La CGT s’est déjà exprimée lors du CNESER le 18 novembre 2025 (voir notre compte-rendu). Nous rappelons les points saillants et en ajoutons quelques-uns.
La FERC CGT commence par revendiquer des moyens pour lutter contre les violences sexistes et sexuelles (VSS) dans l’Enseignement supérieur et la Recherche (ESR) en cette journée internationale de lutte contre les violences à l’égard des femmes.
Sur le sujet du jour, le Rapport Social Unique 2023, nous ne pouvons que condamner le fait que le ministère soumette en instance plénière du CSA un document qui n’est manifestement pas terminé, qui oublie en particulier la rémunération des personnels administratifs et techniques (BIATSS), et qui ne permet aucun travail d’analyse en l’état. Nous nous opposerons donc à sa diffusion en l’état.
Brièvement :
- La FERC CGT condamne l’annulation du Colloque « La Palestine et l’Europe : poids du passé et dynamiques contemporaines » par l’administrateur sur injonction du ministre, ce qui a obligé le colloque à chercher un hébergement hors des universités. Le rôle du ministre est de défendre les libertés académiques pas de donner son interprétation du contenu d’un colloque scientifique.

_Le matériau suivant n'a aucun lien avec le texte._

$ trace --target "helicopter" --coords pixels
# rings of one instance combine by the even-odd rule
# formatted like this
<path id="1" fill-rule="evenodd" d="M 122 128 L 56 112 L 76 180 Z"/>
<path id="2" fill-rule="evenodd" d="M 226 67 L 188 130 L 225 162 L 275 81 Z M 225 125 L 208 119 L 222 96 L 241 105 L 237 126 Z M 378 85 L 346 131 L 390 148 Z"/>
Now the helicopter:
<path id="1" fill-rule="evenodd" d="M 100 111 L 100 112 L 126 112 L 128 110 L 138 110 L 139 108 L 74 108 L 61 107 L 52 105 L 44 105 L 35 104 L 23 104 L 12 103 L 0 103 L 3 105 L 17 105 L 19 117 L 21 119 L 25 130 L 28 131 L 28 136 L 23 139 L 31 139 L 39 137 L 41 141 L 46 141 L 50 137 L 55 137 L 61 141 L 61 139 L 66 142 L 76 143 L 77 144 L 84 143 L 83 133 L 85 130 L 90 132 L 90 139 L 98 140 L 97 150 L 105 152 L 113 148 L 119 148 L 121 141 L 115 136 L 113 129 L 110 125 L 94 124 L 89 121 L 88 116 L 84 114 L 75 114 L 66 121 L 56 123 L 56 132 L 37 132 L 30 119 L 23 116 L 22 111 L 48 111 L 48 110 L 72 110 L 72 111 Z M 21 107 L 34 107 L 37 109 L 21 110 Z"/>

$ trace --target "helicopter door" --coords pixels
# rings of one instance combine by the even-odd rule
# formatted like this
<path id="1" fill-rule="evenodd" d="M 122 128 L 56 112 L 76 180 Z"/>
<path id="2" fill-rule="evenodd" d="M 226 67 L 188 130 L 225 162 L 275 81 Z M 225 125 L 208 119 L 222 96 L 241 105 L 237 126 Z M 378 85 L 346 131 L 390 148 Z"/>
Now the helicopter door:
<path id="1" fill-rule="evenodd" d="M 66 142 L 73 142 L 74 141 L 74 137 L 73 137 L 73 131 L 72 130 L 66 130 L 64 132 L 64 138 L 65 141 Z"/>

- La FERC CGT demande le retrait immédiat du sondage IFOP / MESR. En effet, il pose des problèmes de principe, de méthodologie et de fond. Comme dit dans la pétition signée entre autres par la CGT FERC Sup, « il opère des amalgames problématiques entre actes ou propos antisémites, questions sur la perception des personnes d’origine juive, opinions sur le conflit israélo-palestinien, positionnements politiques et soutien à la cause palestinienne. De telles confusions compromettent toute interprétation scientifique d’une enquête. » Nous appelons les universités à ne pas le diffuser et les personnels et étudiant·es à ne pas le remplir.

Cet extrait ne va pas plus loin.